The U.S. economy notched an average year of growth in 2019.
Gross domestic product (GDP) rose 2.1% in the fourth quarter of 2019, according to Bureau of Economic Analysis data released today. Net exports added 1.5 percentage points, its largest contribution to quarterly GDP growth in 10 years, as global demand picked up and domestic demand waned. Consumer spending contributed 1.2 percentage points, while inventories subtracted 1.1 percentage points. Business spending was a drag on growth for the third straight quarter.
Today’s fourth quarter GDP report officially closed the book on 2019, a curious year for the U.S. economy. As shown in the LPL Chart of the Day, GDP increased 2.3% in 2019, in line with average growth in this economic cycle.
The U.S. consumer was the foundation of the economy, contributing an average of 1.8 percentage points to quarterly GDP growth last year. Consumer incomes benefited from low unemployment and solid job creation, while rising stock prices and fiscal stimulus gave household spending an extra boost.
“Trade tensions barely dented consumer activity, leading to a surprisingly steady year for GDP growth,” said LPL Financial Chief Investment Strategist John Lynch. “The U.S. economy proved once again that it can stand resilient against global headwinds on the basis of solid fundamentals.”
However, growth in other sectors in the economy stagnated under global pressures. Business spending showed no real advance as companies backed off from new capital investments in the face of elevated global uncertainty. Declining exports were a meaningful drag on growth in the second and third quarters of 2019, even though exports rebounded relative to imports last quarter.

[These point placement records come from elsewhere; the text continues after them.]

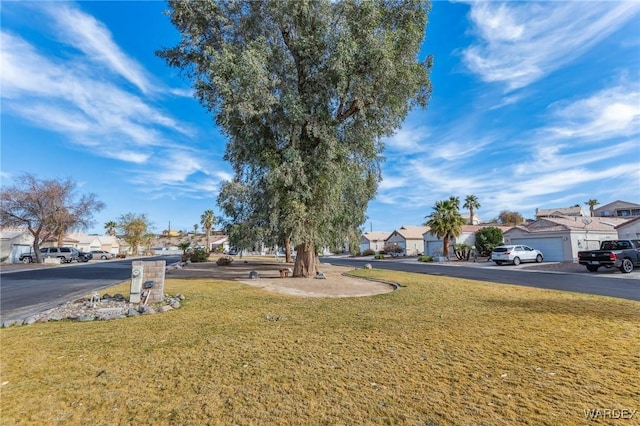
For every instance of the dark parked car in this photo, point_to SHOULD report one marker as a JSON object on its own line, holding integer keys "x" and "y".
{"x": 102, "y": 254}
{"x": 621, "y": 254}
{"x": 83, "y": 256}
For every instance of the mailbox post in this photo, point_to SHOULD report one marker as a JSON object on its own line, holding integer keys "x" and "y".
{"x": 137, "y": 275}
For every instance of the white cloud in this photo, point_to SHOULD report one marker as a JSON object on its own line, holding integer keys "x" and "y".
{"x": 520, "y": 42}
{"x": 609, "y": 113}
{"x": 90, "y": 36}
{"x": 65, "y": 97}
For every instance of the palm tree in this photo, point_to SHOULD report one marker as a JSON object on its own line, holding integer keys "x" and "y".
{"x": 207, "y": 220}
{"x": 184, "y": 246}
{"x": 111, "y": 227}
{"x": 592, "y": 203}
{"x": 471, "y": 202}
{"x": 445, "y": 222}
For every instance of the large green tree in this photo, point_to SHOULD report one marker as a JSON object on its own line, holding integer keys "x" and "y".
{"x": 446, "y": 222}
{"x": 510, "y": 218}
{"x": 304, "y": 91}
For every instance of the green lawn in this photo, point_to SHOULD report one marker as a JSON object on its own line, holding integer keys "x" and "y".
{"x": 439, "y": 350}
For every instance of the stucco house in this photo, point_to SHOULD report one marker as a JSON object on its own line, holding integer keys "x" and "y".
{"x": 618, "y": 209}
{"x": 409, "y": 238}
{"x": 86, "y": 242}
{"x": 561, "y": 238}
{"x": 373, "y": 240}
{"x": 629, "y": 230}
{"x": 13, "y": 242}
{"x": 433, "y": 244}
{"x": 112, "y": 244}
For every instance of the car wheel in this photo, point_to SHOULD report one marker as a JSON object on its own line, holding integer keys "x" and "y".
{"x": 627, "y": 266}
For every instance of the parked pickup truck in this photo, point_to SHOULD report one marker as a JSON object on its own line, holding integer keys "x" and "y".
{"x": 63, "y": 254}
{"x": 622, "y": 254}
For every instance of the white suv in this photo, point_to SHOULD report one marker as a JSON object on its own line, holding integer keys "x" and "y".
{"x": 515, "y": 254}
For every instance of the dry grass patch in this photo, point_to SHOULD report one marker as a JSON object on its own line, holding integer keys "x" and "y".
{"x": 439, "y": 350}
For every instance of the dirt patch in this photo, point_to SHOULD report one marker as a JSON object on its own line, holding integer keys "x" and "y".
{"x": 336, "y": 284}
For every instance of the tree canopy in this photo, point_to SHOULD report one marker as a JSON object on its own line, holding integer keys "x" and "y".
{"x": 508, "y": 217}
{"x": 304, "y": 91}
{"x": 47, "y": 208}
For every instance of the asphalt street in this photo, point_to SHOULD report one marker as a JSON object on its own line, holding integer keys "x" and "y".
{"x": 624, "y": 286}
{"x": 34, "y": 288}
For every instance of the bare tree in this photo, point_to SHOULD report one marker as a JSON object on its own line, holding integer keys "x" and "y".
{"x": 134, "y": 227}
{"x": 47, "y": 208}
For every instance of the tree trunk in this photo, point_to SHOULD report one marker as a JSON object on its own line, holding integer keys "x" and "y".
{"x": 306, "y": 261}
{"x": 287, "y": 250}
{"x": 445, "y": 246}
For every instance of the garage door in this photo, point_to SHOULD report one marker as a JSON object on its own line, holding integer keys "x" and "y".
{"x": 551, "y": 248}
{"x": 434, "y": 248}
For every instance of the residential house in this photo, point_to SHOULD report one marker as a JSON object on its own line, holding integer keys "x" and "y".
{"x": 562, "y": 211}
{"x": 475, "y": 220}
{"x": 13, "y": 242}
{"x": 409, "y": 238}
{"x": 86, "y": 242}
{"x": 433, "y": 245}
{"x": 618, "y": 209}
{"x": 560, "y": 238}
{"x": 112, "y": 244}
{"x": 373, "y": 241}
{"x": 629, "y": 230}
{"x": 220, "y": 241}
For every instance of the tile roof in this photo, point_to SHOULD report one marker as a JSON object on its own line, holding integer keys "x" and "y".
{"x": 376, "y": 236}
{"x": 562, "y": 211}
{"x": 568, "y": 223}
{"x": 411, "y": 232}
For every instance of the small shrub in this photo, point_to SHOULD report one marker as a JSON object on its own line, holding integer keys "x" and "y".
{"x": 393, "y": 249}
{"x": 462, "y": 251}
{"x": 224, "y": 261}
{"x": 199, "y": 255}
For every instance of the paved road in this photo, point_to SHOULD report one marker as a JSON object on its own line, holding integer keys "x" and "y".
{"x": 30, "y": 290}
{"x": 624, "y": 286}
{"x": 27, "y": 291}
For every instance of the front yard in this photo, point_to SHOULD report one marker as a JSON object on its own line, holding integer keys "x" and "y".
{"x": 438, "y": 351}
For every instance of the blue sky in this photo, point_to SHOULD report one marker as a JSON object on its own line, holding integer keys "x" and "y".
{"x": 535, "y": 105}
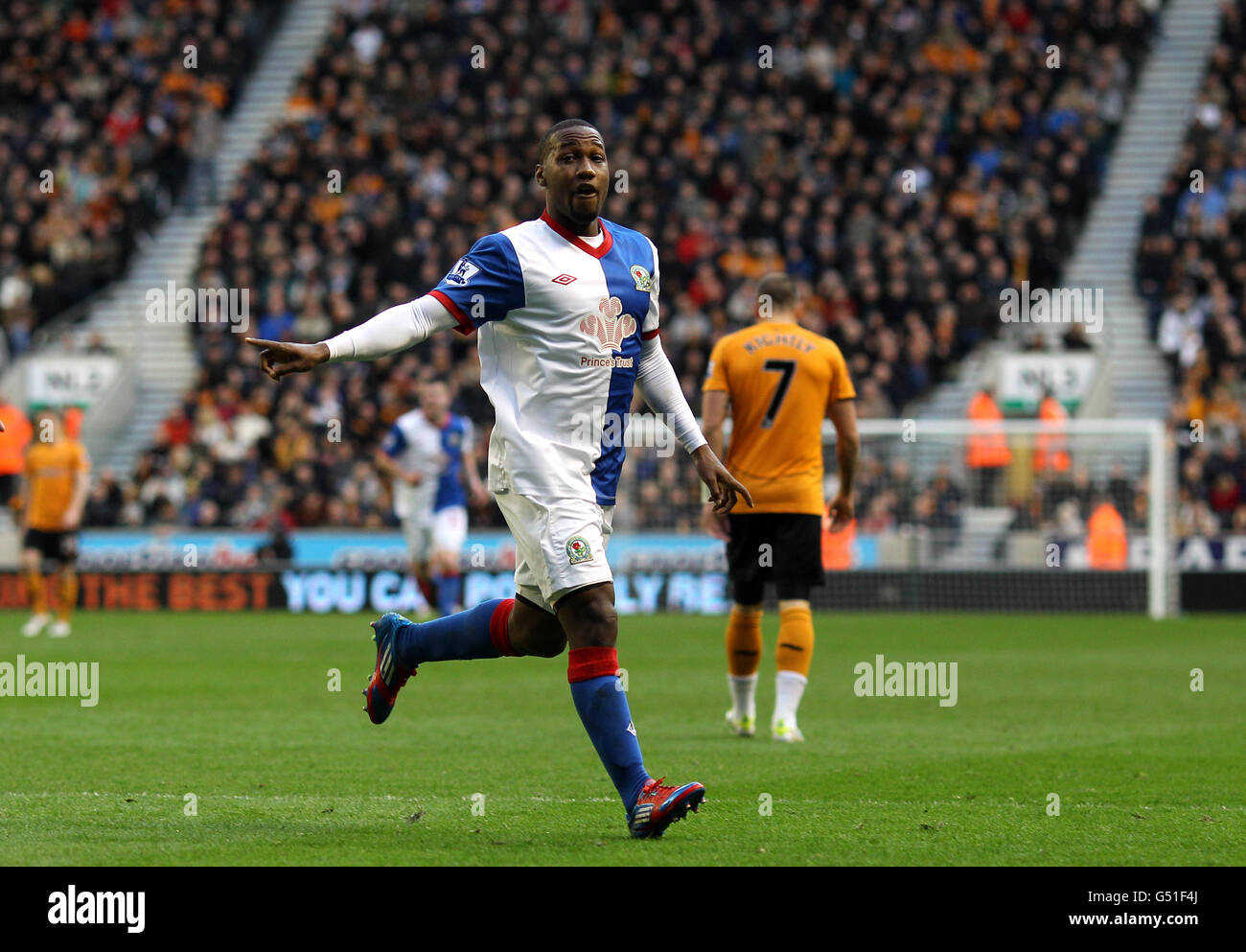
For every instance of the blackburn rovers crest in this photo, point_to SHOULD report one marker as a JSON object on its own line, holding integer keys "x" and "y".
{"x": 578, "y": 549}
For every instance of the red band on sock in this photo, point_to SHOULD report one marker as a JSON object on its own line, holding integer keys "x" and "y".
{"x": 588, "y": 663}
{"x": 499, "y": 628}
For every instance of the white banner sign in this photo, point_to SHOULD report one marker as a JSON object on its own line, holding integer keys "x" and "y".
{"x": 69, "y": 379}
{"x": 1023, "y": 378}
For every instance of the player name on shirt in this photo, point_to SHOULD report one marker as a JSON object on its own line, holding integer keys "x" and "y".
{"x": 773, "y": 340}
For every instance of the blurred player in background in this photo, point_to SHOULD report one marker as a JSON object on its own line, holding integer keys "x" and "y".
{"x": 58, "y": 476}
{"x": 779, "y": 381}
{"x": 565, "y": 314}
{"x": 13, "y": 441}
{"x": 430, "y": 456}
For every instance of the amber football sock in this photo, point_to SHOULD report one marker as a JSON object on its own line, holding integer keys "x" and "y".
{"x": 794, "y": 656}
{"x": 796, "y": 639}
{"x": 743, "y": 658}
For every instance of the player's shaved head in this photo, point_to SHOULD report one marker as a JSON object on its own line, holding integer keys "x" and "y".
{"x": 574, "y": 173}
{"x": 553, "y": 135}
{"x": 777, "y": 290}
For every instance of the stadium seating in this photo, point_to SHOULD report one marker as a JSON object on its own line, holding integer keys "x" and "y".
{"x": 106, "y": 103}
{"x": 1191, "y": 269}
{"x": 904, "y": 161}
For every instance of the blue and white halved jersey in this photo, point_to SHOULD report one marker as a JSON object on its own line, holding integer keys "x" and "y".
{"x": 560, "y": 328}
{"x": 415, "y": 443}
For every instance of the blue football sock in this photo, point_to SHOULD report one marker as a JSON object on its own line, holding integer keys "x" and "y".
{"x": 449, "y": 592}
{"x": 607, "y": 718}
{"x": 456, "y": 637}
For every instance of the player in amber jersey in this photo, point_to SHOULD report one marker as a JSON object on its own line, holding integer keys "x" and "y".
{"x": 780, "y": 382}
{"x": 54, "y": 491}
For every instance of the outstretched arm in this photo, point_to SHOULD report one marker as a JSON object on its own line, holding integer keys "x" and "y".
{"x": 387, "y": 333}
{"x": 663, "y": 394}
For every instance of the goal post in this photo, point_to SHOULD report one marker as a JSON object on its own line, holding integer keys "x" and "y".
{"x": 1078, "y": 511}
{"x": 951, "y": 516}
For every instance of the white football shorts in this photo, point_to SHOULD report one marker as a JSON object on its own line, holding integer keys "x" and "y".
{"x": 560, "y": 545}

Moving into 2020, we hope the global economy picks up some steam and corporations ramp up spending. However, even with the recent de-escalation of U.S-China trade tensions, global uncertainty is still high, particularly as cases of coronavirus continue to increase and disrupt China’s local economy.
We’re hopeful the U.S. consumer continues to power the expansion, and trade clarity may present the opportunity for upside, but overall, we think U.S. economic growth will slow to about 1.75% this year.